Cara pelaksanaan ibadah wukuf ini dengan berdiam diri sambil berdoa dan
berdzikir. Lebih dari dua juta jamaah haji dari berbagai pelosok dunia selalu
berkumpul tiap tahunnya melaksanakan wukuf selama musim haji. D-day pada tanggal 9 Dzulhijjah 1437 penanggalan
Hijriyah, bertepatan dengan penanggalan Gregorian hari ini tanggal 11 September 2016. Melaksanakan wukuf
ini adalah kegiatan utama dalam ibadah haji. Bahkan, inti ibadah haji adalah
wukuf di Padang Arafah. Sebagaimana sabda Rasul Shallallahu ‘Alayhi Wasallam sendiri, “Al-Hajju Arafah”. Haji itu adalah Arafah. [Al-Hadits, diriwayatkan
oleh At-Tirmizi, Abu Dawud dan Ibnu Majah].
Haji itu
adalah Arafah, maksudnya adalah wukuf di Arafah. Wukuf di padang Arafah ini wajib
dilaksanakan diri sendiri yang melakukan ibadah haji. Tidak bisa diwakilkan
oleh siapapun. Lain halnya dengan melontar batu di Mina. Bagi yang uzur, bisa
di wakilkan. Maka ketika wukuf di Arafah tidak jarang orang yang uzur atau
sakit digotong kesana agar ibadah hajinya tercapai. Begitu pentingnya arti dan
makna serta konsep dari berwukuf di Arafah ini. Dalam melakukan shalat-shalat
wajib ketika beradah di Makkah (Masjidil Haram) atau di Mina dilakukan pada
waktunya dengan rakaat yang lengkap serta melakukan shalat-shalat sunnah
lainnya, sementara selama dalam wukuf (berdiam) di Arafah dilakukan dengan
mengqasar (memendekkan rakaat shalat wajib) dan jamak takdim (penggabungan
shalat Dzuhur bersama shalat Ashar dan shalat Magrib dengan shalat Isya) serta
tidak melakukan shalat-shalat sunnah, kecuali diantara waktu shalat wajib yang
diqasar dan jamak itu mereka hanya melakukan talbiyah, tahmid, do’a dan membaca
al-Qur’an sebanyak-banyaknya dan mencari hikmah dan arti dari Arafah dan haji bagi diri sendiri dan hubungan diri
dengan diri yang lainnya – berjamaah, bermasyarakat, berbangsa dan antarbangsa,
dan merenungkan tadabbur arti hidup di dunia ini dan peran amal-amal yang mesti
kita lakukan sebagai khalifah pemakmur bumi.
Memang benar
bahwa amalan haji itu bukan hanya wukuf di Arafah, tapi juga mabit di
Muzdalifah sambil mengumpulkan batu kerikil. Kemudian tinggal di Mina
setidaknya selama tiga hari untuk melakukan lempar jamrat (lempar batu kerikil)

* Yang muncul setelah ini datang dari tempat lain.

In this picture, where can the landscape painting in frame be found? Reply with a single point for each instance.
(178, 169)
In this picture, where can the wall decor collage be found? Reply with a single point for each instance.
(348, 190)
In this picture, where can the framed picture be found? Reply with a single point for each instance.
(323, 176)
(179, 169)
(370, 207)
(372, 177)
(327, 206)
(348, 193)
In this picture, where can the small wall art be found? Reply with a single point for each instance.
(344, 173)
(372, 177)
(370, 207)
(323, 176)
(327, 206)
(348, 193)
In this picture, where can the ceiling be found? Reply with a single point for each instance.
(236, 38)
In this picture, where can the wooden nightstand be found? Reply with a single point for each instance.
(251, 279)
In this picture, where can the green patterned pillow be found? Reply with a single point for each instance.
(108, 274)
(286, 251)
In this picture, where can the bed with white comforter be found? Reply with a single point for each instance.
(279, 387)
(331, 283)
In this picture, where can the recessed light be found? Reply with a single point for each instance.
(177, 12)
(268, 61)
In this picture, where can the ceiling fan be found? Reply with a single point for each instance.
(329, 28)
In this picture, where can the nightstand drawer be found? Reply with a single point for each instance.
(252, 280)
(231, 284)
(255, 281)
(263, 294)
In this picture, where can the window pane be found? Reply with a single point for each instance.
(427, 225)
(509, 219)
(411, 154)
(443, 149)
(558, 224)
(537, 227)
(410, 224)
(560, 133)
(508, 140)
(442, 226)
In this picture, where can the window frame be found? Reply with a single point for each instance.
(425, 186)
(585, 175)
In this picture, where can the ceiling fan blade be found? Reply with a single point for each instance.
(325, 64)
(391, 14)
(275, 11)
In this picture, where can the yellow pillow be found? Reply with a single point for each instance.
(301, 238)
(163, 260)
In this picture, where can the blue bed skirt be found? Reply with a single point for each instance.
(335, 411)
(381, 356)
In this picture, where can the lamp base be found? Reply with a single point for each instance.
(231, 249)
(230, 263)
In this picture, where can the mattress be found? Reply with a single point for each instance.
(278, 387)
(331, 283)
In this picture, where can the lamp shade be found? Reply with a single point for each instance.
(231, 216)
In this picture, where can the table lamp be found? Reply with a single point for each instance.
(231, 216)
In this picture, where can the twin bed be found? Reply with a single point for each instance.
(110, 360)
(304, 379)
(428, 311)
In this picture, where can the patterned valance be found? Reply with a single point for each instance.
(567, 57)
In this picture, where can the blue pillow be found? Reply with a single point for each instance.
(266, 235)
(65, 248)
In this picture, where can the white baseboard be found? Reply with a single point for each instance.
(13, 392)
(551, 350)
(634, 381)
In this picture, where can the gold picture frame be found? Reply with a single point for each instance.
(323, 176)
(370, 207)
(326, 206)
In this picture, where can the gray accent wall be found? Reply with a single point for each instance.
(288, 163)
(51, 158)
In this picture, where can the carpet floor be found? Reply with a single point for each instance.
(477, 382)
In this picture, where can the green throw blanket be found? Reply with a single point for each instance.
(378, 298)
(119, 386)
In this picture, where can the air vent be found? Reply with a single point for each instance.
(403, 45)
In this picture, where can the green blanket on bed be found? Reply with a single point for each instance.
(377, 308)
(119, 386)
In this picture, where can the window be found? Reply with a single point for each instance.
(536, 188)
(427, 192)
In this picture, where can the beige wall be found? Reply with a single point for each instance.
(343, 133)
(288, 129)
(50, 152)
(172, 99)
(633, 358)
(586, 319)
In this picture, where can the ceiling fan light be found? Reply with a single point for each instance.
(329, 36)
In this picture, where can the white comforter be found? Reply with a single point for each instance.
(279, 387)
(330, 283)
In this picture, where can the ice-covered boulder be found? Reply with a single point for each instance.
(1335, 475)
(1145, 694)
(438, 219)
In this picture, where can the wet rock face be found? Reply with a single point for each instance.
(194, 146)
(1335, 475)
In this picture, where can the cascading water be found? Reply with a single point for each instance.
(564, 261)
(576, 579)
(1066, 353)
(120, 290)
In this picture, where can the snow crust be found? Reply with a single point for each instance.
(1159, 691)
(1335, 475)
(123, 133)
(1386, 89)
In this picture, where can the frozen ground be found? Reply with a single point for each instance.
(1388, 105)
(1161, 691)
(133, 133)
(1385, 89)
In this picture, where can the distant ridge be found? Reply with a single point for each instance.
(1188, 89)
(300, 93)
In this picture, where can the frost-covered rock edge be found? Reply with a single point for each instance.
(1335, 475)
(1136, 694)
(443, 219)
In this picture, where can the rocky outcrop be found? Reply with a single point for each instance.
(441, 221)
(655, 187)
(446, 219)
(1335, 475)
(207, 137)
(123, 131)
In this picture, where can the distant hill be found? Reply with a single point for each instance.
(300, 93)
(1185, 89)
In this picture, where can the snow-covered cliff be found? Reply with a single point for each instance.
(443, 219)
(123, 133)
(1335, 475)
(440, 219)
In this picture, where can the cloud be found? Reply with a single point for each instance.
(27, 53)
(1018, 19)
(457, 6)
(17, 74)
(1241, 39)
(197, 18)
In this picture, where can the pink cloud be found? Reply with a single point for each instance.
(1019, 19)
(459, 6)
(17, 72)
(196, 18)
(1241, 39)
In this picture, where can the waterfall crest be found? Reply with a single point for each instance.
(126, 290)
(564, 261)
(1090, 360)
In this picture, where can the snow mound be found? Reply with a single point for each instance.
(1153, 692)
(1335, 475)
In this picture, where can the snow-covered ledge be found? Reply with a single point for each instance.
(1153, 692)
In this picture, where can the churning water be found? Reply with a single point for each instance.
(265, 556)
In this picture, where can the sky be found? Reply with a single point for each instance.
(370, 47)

sebanyak tujuh kali dari masing-masing tiang dari tiga tiang sebagai lambang
melawan syeitan. Selanjutnya melakukan tawaf (keliling Ka’bah dengan arah
melawan arah jarum jam sebanyak tujuh kali). Setelah itu melakukan sa’i. Dalam
sa’i kita lakukan kombinasi antara berjalan kaki dan berlari-lari dari bukit
Safa ke bukit Marwa. Namun kenapa Rasul Shallallahu
‘Alayhi Wasallam bersabda “Al-Hajju Arafah”. Pertanyaannya yang
sangat mendasar sekarang adalah, “Apa
makna dari konsep ibadah wukuf di Arafah ini, tanpa meninggalkan rangkaian
pekerjaan peribadatan haji lainnya seperti tersebut diatas sebagai sunnah Rasul
Shallallahu ‘Alayhi Wasallam yang
mesti kita laksanakan?
Untuk
menemui jawabannya, mari kita simak uraian berikut ini. Secara topografi daerah
padang Arafah (yang tandus, namun kini telah ditanam dan ditumbuhi pepohonan)
ini merupakan suatu daratan yang sangat luas (bisa menampung jutaan jamaah haji
sekaligus), dikelilingi bukit-bukit batu. Jadi kalau kita perhatikan wilayah
dari wukuf ini adalah semua lapangan (dan pebukitan yang menghadap lapangan)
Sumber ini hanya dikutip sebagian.